I agree with Shari that "smart metering is as close as you can get to free market allocation of electricity. When demand is high, prices increase, when demand is low, prices decrease."

And I don't buy the irrational fears about smart meters being "Big Environmental Brother" telling you what to do and taking information about your usage for nefarious purposes.

If folks are that concerned about privacy issues, they best get off the grid entirely, throw out their cable box, stay off the Internet, and cut up their credit cards.
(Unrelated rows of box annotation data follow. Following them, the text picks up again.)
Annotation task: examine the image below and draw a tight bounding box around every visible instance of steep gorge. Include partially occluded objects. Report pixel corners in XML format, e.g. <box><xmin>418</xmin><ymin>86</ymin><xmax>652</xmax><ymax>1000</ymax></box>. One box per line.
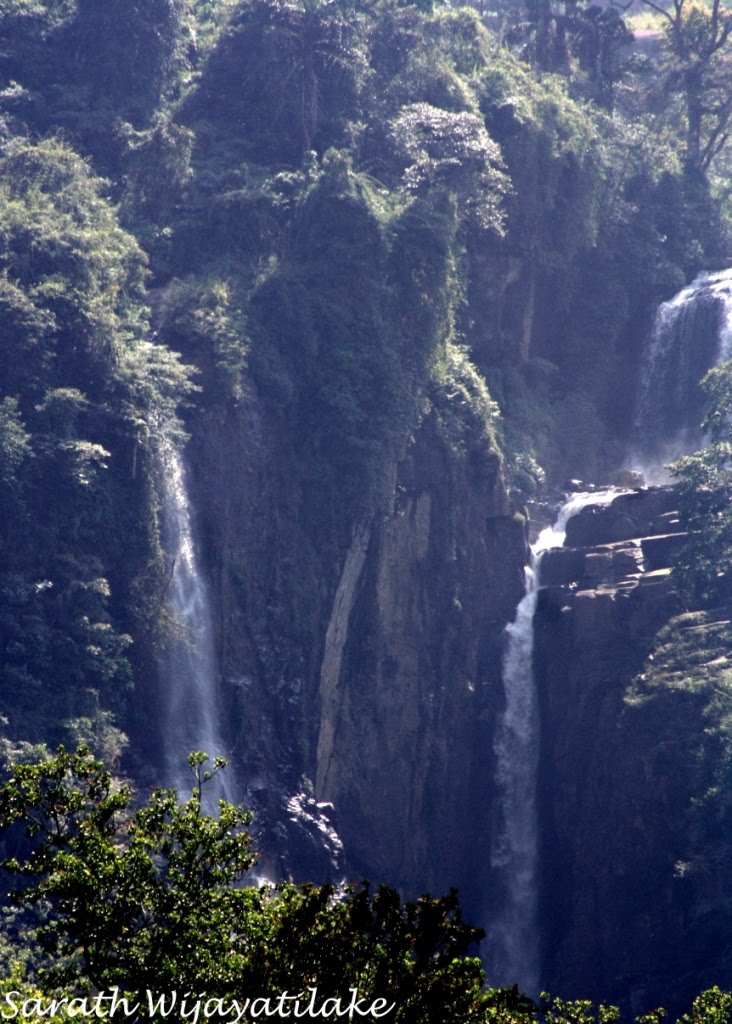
<box><xmin>0</xmin><ymin>0</ymin><xmax>731</xmax><ymax>1009</ymax></box>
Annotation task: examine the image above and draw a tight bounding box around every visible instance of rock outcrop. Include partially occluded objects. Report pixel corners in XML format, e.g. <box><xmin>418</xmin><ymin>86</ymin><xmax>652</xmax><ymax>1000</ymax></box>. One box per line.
<box><xmin>535</xmin><ymin>488</ymin><xmax>700</xmax><ymax>1011</ymax></box>
<box><xmin>186</xmin><ymin>390</ymin><xmax>527</xmax><ymax>915</ymax></box>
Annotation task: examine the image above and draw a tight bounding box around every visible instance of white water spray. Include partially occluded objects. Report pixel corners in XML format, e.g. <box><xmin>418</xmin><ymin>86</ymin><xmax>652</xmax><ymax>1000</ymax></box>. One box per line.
<box><xmin>159</xmin><ymin>436</ymin><xmax>231</xmax><ymax>799</ymax></box>
<box><xmin>486</xmin><ymin>489</ymin><xmax>618</xmax><ymax>996</ymax></box>
<box><xmin>631</xmin><ymin>269</ymin><xmax>732</xmax><ymax>475</ymax></box>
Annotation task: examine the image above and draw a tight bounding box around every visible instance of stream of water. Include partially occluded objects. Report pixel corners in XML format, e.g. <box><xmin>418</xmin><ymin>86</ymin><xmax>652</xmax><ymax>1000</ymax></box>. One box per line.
<box><xmin>160</xmin><ymin>437</ymin><xmax>232</xmax><ymax>799</ymax></box>
<box><xmin>486</xmin><ymin>488</ymin><xmax>618</xmax><ymax>996</ymax></box>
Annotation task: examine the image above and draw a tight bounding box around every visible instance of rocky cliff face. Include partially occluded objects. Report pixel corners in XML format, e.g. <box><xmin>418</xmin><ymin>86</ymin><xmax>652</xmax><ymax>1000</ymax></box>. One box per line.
<box><xmin>535</xmin><ymin>488</ymin><xmax>729</xmax><ymax>1012</ymax></box>
<box><xmin>535</xmin><ymin>489</ymin><xmax>680</xmax><ymax>998</ymax></box>
<box><xmin>183</xmin><ymin>380</ymin><xmax>526</xmax><ymax>905</ymax></box>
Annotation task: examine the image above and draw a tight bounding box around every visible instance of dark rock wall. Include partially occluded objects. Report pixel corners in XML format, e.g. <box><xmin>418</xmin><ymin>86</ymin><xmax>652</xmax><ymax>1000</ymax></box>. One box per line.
<box><xmin>535</xmin><ymin>489</ymin><xmax>689</xmax><ymax>1012</ymax></box>
<box><xmin>186</xmin><ymin>382</ymin><xmax>526</xmax><ymax>906</ymax></box>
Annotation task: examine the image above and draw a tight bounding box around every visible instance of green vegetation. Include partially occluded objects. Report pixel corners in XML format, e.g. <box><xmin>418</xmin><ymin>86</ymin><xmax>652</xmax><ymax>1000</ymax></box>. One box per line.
<box><xmin>0</xmin><ymin>0</ymin><xmax>732</xmax><ymax>1011</ymax></box>
<box><xmin>0</xmin><ymin>748</ymin><xmax>732</xmax><ymax>1024</ymax></box>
Oh, and while they're at it, better stop using that GPS-enabled mobile phone.

Smart metering, which is only a small piece of the overall smart grid puzzle, as Katie Fehrenbacher of Earth2Tech pointed out last week, allows for greater choice and control by consumers over their usage and relative costs of electricity.

Sure, utilities can "control" demand when they need to, but that will only enhance the reliability of electricity delivery, an increasingly important need as our lives, businesses, and economies become even more entwined with the grid.

And that grid is getting old and tired.

"Most of the electric utility infrastructure deployed in the industrialized world was built between 60 and 80 years ago," says Larry Fisher, research director of NextGen, a unit of ABI Research, which released a study on Smart Grid Applications last week.

"Much of this infrastructure is outdated," Fisher says, "and with the continuing increase in demand for power year after year, the grid cannot safely and reliably manage the loads of today and tomorrow without significant upgrades."

Further, the "cumulative global investment in smart grids, including smart meter implementations as well as upgrades to the transmission and distribution infrastructure, will approach $46 billion by 2015," according to the ABI report.

That sounds like an incredible free market opportunity to me. We are fools to ignore it or let the Chicken Littles kill it with their ungrounded fears.

Don't let the dumb folks take the smart out of your investing in the future.